By T. Scott Boatright
BATON ROUGE — A potential constitutional amendment and could lower the maximum allowable personal income tax rates and remove a major tax break from the state Constitution was approved by the state Senate on Tuesday.
According to current wording in the state constitution, lawmakers can’t raise income tax rates above what was in effect in 2003, which is 2% on the first $12,500 of net income, 4% on the next $37,500 and 6% on income above $50,000. Top rates for corporations would be reduced from 8% to 6%.
The proposed Senate Bill 169 amendment would eliminate references to those rates and establish a maximum rate of 5%.
“Simplicity and predictability is what we’re after,” Sen. Bret Allain, R-Franklin, chair of the Senate Tax Policy Committee,” told The Center Square of Louisiana.
Senate Bill 159 was passed by a 36-3 vote, considerably more than the two-thirds threshold a proposed constitutional amendment needs to advance, and now moves on to the House.
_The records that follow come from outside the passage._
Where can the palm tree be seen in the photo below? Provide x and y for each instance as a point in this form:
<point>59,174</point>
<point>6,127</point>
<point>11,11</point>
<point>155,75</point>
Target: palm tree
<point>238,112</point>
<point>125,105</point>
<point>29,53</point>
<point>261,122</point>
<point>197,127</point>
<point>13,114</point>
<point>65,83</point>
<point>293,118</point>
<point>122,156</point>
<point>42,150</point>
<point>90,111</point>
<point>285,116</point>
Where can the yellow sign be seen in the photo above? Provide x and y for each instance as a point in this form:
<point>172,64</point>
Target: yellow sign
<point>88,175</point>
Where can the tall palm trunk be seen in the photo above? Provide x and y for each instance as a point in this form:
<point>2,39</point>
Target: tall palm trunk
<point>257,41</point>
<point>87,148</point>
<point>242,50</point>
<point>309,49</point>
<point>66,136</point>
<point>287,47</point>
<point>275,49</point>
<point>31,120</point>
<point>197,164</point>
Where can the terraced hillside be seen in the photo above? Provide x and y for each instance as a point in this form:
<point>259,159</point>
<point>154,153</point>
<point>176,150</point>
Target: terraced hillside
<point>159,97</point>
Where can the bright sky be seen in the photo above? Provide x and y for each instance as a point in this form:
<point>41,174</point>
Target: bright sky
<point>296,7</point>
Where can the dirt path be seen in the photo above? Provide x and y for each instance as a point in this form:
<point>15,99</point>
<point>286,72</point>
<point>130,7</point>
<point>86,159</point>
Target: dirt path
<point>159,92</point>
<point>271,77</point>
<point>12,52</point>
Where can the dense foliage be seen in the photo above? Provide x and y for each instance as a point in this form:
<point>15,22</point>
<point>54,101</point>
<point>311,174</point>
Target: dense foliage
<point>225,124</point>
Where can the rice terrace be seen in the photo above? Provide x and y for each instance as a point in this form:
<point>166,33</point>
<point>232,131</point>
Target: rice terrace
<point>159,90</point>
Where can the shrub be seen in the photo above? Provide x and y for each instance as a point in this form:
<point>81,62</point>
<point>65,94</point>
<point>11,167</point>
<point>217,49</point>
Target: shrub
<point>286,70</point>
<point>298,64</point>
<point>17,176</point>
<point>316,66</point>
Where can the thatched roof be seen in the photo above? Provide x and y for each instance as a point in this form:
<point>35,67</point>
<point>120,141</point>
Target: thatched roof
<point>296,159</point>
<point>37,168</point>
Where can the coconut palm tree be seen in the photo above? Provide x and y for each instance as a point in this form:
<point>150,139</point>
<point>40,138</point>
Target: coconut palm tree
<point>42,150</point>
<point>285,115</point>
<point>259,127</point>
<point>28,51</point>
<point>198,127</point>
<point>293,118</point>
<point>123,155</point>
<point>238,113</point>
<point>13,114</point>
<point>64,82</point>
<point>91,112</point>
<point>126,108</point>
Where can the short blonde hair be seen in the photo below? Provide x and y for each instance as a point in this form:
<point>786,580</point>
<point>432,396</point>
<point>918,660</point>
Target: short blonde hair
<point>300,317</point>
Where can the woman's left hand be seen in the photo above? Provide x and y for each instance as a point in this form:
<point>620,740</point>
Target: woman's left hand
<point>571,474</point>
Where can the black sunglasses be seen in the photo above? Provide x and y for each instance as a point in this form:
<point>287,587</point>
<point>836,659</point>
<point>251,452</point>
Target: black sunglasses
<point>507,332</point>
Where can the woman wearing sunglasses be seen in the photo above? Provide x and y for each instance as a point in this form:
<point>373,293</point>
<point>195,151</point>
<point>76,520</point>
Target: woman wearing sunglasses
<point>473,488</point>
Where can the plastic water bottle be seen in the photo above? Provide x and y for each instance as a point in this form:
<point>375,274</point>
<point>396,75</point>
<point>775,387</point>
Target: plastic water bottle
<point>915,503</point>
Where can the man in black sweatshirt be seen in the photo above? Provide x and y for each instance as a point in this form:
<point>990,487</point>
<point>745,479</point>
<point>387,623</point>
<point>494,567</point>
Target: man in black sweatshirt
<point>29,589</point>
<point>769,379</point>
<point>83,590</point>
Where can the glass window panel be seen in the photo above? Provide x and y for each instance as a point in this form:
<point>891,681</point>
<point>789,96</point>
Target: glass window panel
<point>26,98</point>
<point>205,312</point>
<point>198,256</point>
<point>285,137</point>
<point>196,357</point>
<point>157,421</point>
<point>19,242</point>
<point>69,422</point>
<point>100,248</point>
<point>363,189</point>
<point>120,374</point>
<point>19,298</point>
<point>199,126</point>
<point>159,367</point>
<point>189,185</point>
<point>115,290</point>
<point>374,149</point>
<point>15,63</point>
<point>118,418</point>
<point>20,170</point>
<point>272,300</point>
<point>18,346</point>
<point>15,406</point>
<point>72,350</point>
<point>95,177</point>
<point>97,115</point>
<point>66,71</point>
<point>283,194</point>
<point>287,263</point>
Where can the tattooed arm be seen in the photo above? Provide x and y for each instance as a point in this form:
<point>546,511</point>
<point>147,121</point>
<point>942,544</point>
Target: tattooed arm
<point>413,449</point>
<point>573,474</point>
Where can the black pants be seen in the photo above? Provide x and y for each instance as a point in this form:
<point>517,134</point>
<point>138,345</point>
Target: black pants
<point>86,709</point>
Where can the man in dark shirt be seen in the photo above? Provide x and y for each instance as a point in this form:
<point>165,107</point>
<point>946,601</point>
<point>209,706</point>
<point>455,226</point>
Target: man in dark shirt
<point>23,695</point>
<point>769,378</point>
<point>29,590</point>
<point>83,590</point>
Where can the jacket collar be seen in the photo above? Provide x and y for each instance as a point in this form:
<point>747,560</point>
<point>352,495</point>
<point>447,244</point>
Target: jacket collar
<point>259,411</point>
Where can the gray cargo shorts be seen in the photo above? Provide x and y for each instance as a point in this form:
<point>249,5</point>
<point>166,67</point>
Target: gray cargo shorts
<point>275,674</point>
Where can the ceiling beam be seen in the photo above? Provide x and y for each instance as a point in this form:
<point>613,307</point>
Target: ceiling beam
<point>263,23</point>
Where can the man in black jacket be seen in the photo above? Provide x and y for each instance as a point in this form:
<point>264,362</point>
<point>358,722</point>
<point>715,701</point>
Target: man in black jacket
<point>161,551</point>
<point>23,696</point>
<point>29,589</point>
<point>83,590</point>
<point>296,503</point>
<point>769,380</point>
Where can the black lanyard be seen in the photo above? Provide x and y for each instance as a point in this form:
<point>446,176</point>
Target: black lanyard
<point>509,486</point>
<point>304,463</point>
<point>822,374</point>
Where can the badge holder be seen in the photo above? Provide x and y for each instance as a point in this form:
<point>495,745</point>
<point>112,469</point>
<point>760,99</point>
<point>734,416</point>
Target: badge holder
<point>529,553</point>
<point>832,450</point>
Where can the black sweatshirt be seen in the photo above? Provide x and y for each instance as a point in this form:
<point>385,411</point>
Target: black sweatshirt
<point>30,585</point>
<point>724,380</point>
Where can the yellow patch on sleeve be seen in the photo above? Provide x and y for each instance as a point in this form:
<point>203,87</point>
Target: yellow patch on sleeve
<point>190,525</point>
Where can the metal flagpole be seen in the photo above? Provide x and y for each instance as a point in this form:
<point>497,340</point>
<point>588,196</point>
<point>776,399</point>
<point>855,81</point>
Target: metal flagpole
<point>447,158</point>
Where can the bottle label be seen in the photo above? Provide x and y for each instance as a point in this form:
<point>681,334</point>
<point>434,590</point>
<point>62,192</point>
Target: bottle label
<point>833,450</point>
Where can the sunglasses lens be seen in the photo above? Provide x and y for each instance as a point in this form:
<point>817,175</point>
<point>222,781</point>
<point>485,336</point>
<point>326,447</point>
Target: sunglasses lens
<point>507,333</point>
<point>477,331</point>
House Bill 278, companion legislation developed by Rep. Stuart Bishop, R-Lafayette, chair of the House Ways and Means committee, proposes those rates be set at 1.85%, 3.51% and 4.25%. the rates would be set at 1.85%, 3.51% and 4.25%.
Should the proposed legislation be passed, it would still need to be approved by state voters in either October 2021 or October 2022 because it would amend the state Constitution and to do so would require an election.
On the floor of the Senate on Tuesday, Allain said that most people would pay about the same amount of tax, and the state would collect about the same amount of revenue if the legislation is passed.
Allain’s Senate Bill 161, which proposes to extend a suspension of the corporate franchise tax on the first $300,000 of taxable capital with $1 million or less of taxable capital until 2026, also passed through the Senate on Tuesday.
That suspension, put into place to help small companies struggling in the midst of the COVID-19 pandemic, is currently set to expire at the end of the ongoing fiscal year that will end on June 30. According to the Legislative Fiscal Office, the change would reduce state tax collections by about $7.5 million per year.